Beyond the gardens the paved road veered to the right, onto the hillside where she could see the lights of the main house through the trees. It was as big and ugly and ostentatious-and amusing-as one would have expected of someone as grandiose as her great-great-grandfather. The outbuildings were just as unconventionaclass="underline" a sixteenth-century stable the legendary rascal had had shipped stone by stone from Ireland; a Vermont red barn for which he’d had no discernible use; a marble bathhouse with Roman columns. There were two guesthouses and more gardens-informal, formal, vegetable, flower, herb, perennial, annual. Dani had had everything gutted, renovated, spruced up, modernized, restored-whatever was necessary, she did.
Risky, maybe, but what was the worst that could happen? She could fulfill her Chandler grandfather’s expectations and fall flat on her face.
She didn’t follow the road up to the main buildings now. Instead she headed straight along a narrow dirt road, onto a wooden bridge. She could hear the brook below her tumbling over rocks. The dirt road curved sharply to the right and opened into a clearing. In the middle stood her gingerbread cottage. She’d had it painted pink, mauve and purple, planted its front yard with a wild-looking mix of flowers. The area bordered woods that led to the far edge of the estate and Pembroke Springs.
Dani went into the cottage through the front door and shook off the nostalgia that had gripped her since arriving back in Saratoga. She sorted through her mail. There were more cards from friends congratulating her on the opening of the Pembroke, and there were more requests for media interviews. Please, wouldn’t she reconsider her aversion to reporters? Her marketing team had counseled that the judicious, well-rehearsed interview could be good for business. Dani had countered that business was fine.
On the bottom of the pile was the card from her aunt.
She’d been expecting it.
It was burgundy on cream-the Chandler racing colors-and addressed to Miss Danielle Chandler Pembroke, inviting her to the hundredth annual Chandler lawn party next Friday evening.

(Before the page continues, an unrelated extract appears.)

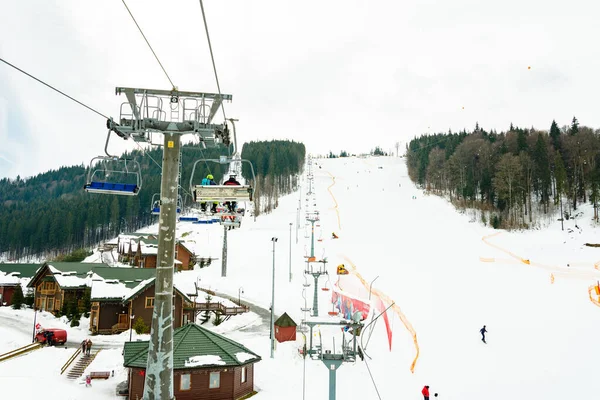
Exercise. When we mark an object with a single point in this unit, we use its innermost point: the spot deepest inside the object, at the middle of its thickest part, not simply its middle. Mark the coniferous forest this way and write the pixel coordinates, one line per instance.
(50, 214)
(514, 174)
(277, 164)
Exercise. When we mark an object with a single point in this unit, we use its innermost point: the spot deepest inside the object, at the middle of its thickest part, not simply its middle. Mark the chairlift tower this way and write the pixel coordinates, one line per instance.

Dani was always invited. She just wasn’t expected to attend.
Twenty-five years.
She dropped the card into the trash and made herself a cup of chamomile tea, wondering if she should even bother going to bed. She knew she’d never sleep tonight.
“You and your kooky office.”
Dani grinned up at Ira Bernstein from the overstuffed couch in her office at the Pembroke. She’d been at work since dawn; it was now just before noon. She had her feet up on a coffee table of cherrywood and green-tinted glass she’d picked up at a yard sale in the Adirondacks. She liked to think of it as art deco. Ira insisted it was junk.

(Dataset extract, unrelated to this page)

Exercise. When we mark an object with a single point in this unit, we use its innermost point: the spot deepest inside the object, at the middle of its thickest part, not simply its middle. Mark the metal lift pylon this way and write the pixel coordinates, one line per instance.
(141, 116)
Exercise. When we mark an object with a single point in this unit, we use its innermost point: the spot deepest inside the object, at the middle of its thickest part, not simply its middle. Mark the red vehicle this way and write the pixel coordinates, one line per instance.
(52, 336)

“Heard you were up prowling the grounds again last night,” he said. “Couldn’t sleep?”
“I was up early.”
“Stealing tomatoes, I understand.”
He did know how to inch close to the line. He was a stocky, healthy-looking man in his mid-forties, with iron-gray corkscrew curls and an unfortunate tendency to undermine his brilliance as the Pembroke’s manager with impertinence if not out-and-out insubordination. Eugene Chandler had personally fired him ten years ago from the staff of the Beverly Hills Chandler Hotel. Apparently Ira hadn’t displayed proper deference toward her grandfather, the chairman of the board. Dani could just imagine. She’d plucked him from a managerial job at a mid-priced chain hotel in Istanbul. He’d instantly fallen in love with the Pembroke.